La dernière édition du « mot horrible de l’année » a couronné non pas une création linguistique allemande mais la traduction d’un emprunt américain, l’expression « alternative Fakten » (« alternative facts » ou « faits alternatifs »). Ce terme a été employé le 22 janvier 2017 par Kellyanne Conway, conseillère et ancienne directrice de campagne du président américain Donald Trump, suite au discours d’investiture de ce dernier le 20 janvier 2017. Après qu’un attaché de presse de la Maison Blanche nommé Sean Spicer avait affirmé que le discours d’investiture du nouveau président avait réuni plus de monde que tout autre président américain auparavant (notamment Barack Obama en 2009), les journalistes ont confronté la conseillère à la fausseté de cette affirmation, preuves à l’appui. Plutôt que de reconnaître que les faits énoncés par Spicer étaient faux, Conway a présenté les affirmations de ce dernier comme des « faits alternatifs », contrecarrant ainsi les accusations des médias.
L’expression « faits alternatifs » a rapidement été qualifiée de « terme orwellien » par l’opinion publique et les médias américains, tant cet épisode rappelle l’univers dystopique du roman 1984. Deux représentants du gouvernement américain réfutant la vérité prouvée par des éléments factuels résonne en effet parfaitement avec le passage suivant : « Le parti disait de rejeter le témoignage des yeux et des oreilles. C’était le commandement final et le plus essentiel. » (Orwell, 2014 :111) Les ventes du roman ont d’ailleurs connu une envolée dans les jours qui ont suivi les déclarations de Conway (Le Monde du 26 janvier 2017). Ajoutons que dans le roman, le travestissement de la vérité et l’introduction d’une « novlangue » réductrice comme idiome officiel sont des instruments du système totalitaire au pouvoir pour contrôler les foules.
Les ouvrages lexicographiques français et allemands définissent le « fait » comme une donnée du monde réel, vérifiable et prouvable. Pour le dictionnaire Larousse en ligne, il s’agit d’un « acte, phénomène, action.
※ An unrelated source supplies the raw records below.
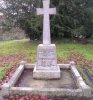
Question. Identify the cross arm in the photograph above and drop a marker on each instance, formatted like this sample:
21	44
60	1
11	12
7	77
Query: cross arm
39	11
52	11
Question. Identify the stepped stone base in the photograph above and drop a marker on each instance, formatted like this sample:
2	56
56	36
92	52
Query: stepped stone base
46	74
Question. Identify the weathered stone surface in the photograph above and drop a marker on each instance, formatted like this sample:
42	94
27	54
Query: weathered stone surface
46	11
46	67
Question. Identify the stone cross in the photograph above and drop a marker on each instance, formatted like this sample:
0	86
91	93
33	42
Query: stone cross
46	11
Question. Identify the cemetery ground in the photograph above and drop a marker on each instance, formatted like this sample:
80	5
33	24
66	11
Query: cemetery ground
12	52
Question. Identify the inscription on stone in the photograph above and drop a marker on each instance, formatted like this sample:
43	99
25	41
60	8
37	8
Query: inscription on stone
47	58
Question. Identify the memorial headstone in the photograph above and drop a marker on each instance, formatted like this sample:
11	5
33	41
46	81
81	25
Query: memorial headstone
46	67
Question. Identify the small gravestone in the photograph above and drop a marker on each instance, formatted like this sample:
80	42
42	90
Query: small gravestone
46	67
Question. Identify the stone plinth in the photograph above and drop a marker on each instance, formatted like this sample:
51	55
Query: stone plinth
46	67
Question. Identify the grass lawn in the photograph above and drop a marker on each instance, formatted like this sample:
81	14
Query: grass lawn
12	52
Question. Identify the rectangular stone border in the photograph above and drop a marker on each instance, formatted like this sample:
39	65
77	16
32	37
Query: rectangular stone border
83	90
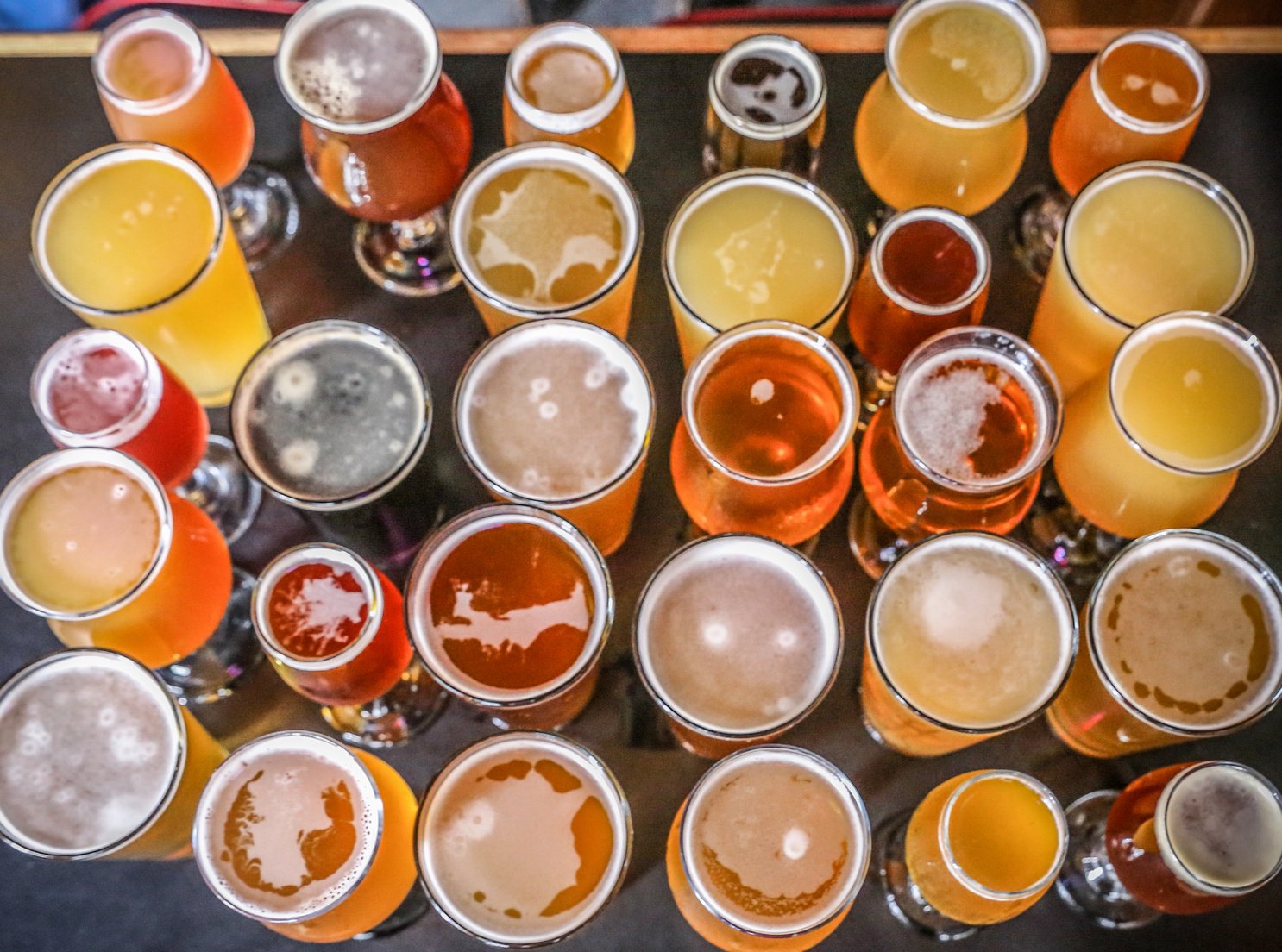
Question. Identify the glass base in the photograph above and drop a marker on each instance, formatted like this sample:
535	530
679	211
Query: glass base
413	704
411	258
223	488
413	909
1089	883
1036	229
263	211
1077	548
875	545
902	896
213	672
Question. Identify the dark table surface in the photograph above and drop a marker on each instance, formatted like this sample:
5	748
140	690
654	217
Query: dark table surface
49	114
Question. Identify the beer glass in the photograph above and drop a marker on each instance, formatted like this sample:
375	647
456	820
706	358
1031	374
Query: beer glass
959	445
110	558
755	245
311	838
768	851
980	849
764	438
335	630
1140	97
767	108
97	387
1182	636
1182	839
738	638
386	135
97	760
522	839
103	253
509	608
564	84
558	414
545	229
160	82
933	132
Ce qui est reconnu comme certain, incontestable » ; pour le dictionnaire en ligne Duden : « etwas, was tatsächlich, nachweisbar vorhanden, geschehen ist; [unumgängliche] Tatsache. »8 Ce dernier donne comme synonyme « Realität ». Sur le plan sémantique, l’expression « fait alternatif » apparaît donc d’emblée oxymorique, car si un fait est établi, il ne peut être « alternatif ». Pour le dire de façon tautologique, un fait est un fait. L’utilisation rhétorique de Conway illustre alors deux aspects argumentatifs du discours politique contemporain :
1. la présentation et l’exploitation des faits (au sens scientifique) diffèrent de leur utilisation par les locuteurs politiques ;
Un « fait alternatif » est une vision variante d’un fait, une sorte de pseudo-vérité correspondant à une idée personnelle de la vérité. Par ailleurs, un « fait alternatif » a d’autant plus de chances d’être accepté par un auditoire qu’il correspond à son impression de vérité (on parle en allemand de « réalité ressentie » : « gefühlte Wahrheit » ou « gefühlte Realität »). L’historien suisse Philipp Sarasin présente le raisonnement des politiciens américains autour de Trump et des journalistes nationaux de la droite contemporaine comme suit : « „Fakten“ müssen mit ihrem eigenen „Gefühl“ für die Wahrheit und damit mit ihrer politischen Weltsicht übereinstimmen. »9 (Sarasin, 2017) Cette vision pose de sérieuses questions à la fois sur le rapport des individus à la vérité mais aussi sur la faculté de chacun/e à reconnaître un fait établi comme vrai ou au contraire à le refuser (nier une vérité factuelle) et lui préférer une autre vérité (une « vérité alternative »), la dernière étant plus avantageuse car plus en accord avec ses propres principes. Ainsi, l’orateur énoncerait lui aussi des contrevérités pour nier une réalité dérangeante, ce qui amène au deuxième aspect :
2. l’utilisation rhétorique de la taxonomie « fait alternatif » par les locuteurs politiques a un effet diffamatoire. Lorsqu’il récuse une accusation en lui opposant un « fait alternatif », le locuteur discrédite son adversaire en dégradant la vérité de ses arguments.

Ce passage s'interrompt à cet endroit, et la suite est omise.